Le nombre d’étrangers en France atteint son niveau le plus élevé jamais enregistré
Plus de ressortissants étrangers vivent en France avec des permis de séjour valides que jamais auparavant, selon des chiffres publiés par le ministère de l’Intérieur, avec davantage de visas et de cartes de séjour délivrés qu’en 2024, et une hausse des expulsions de personnes en situation irrégulière.
La France a terminé l’année 2025 avec plus de 4,5 millions de permis de séjour valides en circulation, soit une hausse annuelle de juste plus de 3 %, décrite par les autorités comme sans précédent.
Les chiffres, publiés par la Direction générale des étrangers en France (DGEF), montrent une croissance tant du nombre total de permis que des nouveaux permis délivrés au cours de l’année.
Cartes de séjour pour une première demande
Au total, 384 230 premières cartes de séjour ont été délivrées en 2025, soit une hausse de 11,2 % par rapport à 2024.
Les titres étudiants demeuraient la catégorie dominante, avec environ 118 000 délivrées, suivis de ceux sur motifs humanitaires, qui ont enregistré la hausse la plus marquée.
Les titres délivrés pour raisons humanitaires ont augmenté de 65 % pour atteindre 92 600, reflétant le poids continu de la protection liée à l’asile.
En revanche, les titres délivrés pour des raisons économiques ont reculé de 13 % au cours de l’année, à un peu plus de 51 000.
Cette diminution a été particulièrement marquée pour les travailleurs saisonniers, tandis que les titres pour emplois salariées ont aussi reculé.
Parallèlement aux nouveaux titres, les renouvellements ont continué d’augmenter, contribuant à l’augmentation globale du nombre d’étrangers résidant légalement en France.
Les titres liés à la vie familiale représentent désormais environ un tiers de l’ensemble des titres de séjour valides.
Visas
Le nombre de visas délivrés a également augmenté.

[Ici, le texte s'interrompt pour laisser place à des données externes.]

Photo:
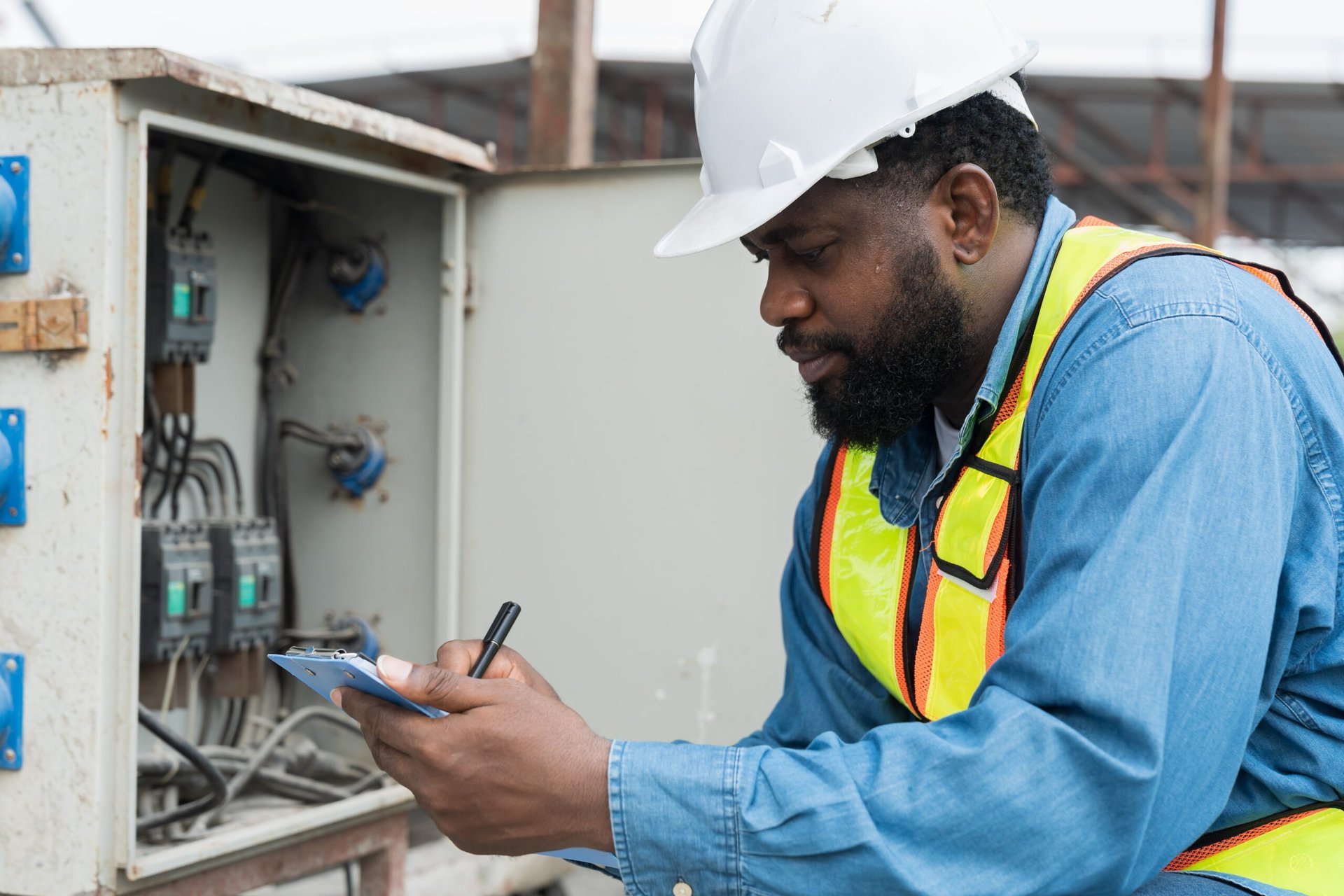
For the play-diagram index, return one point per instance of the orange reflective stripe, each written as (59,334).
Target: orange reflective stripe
(997,615)
(1193,856)
(828,523)
(924,647)
(902,612)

Le ministère de l’Intérieur a indiqué que les demandes et les visas accordés ont continué de progresser en 2025, prolongeant une tendance observée depuis 2024, bien que plus modérée. Les visas de court séjour ont constitué la majeure partie de cette hausse.
Par ailleurs, les régularisations (le processus qui conduit à la stabilisation du statut d’un immigrant en France) ont fortement diminué. Seulement 28 610 personnes ont été regularisés en 2025, soit une baisse de 10,1 % par rapport à l’année précédente.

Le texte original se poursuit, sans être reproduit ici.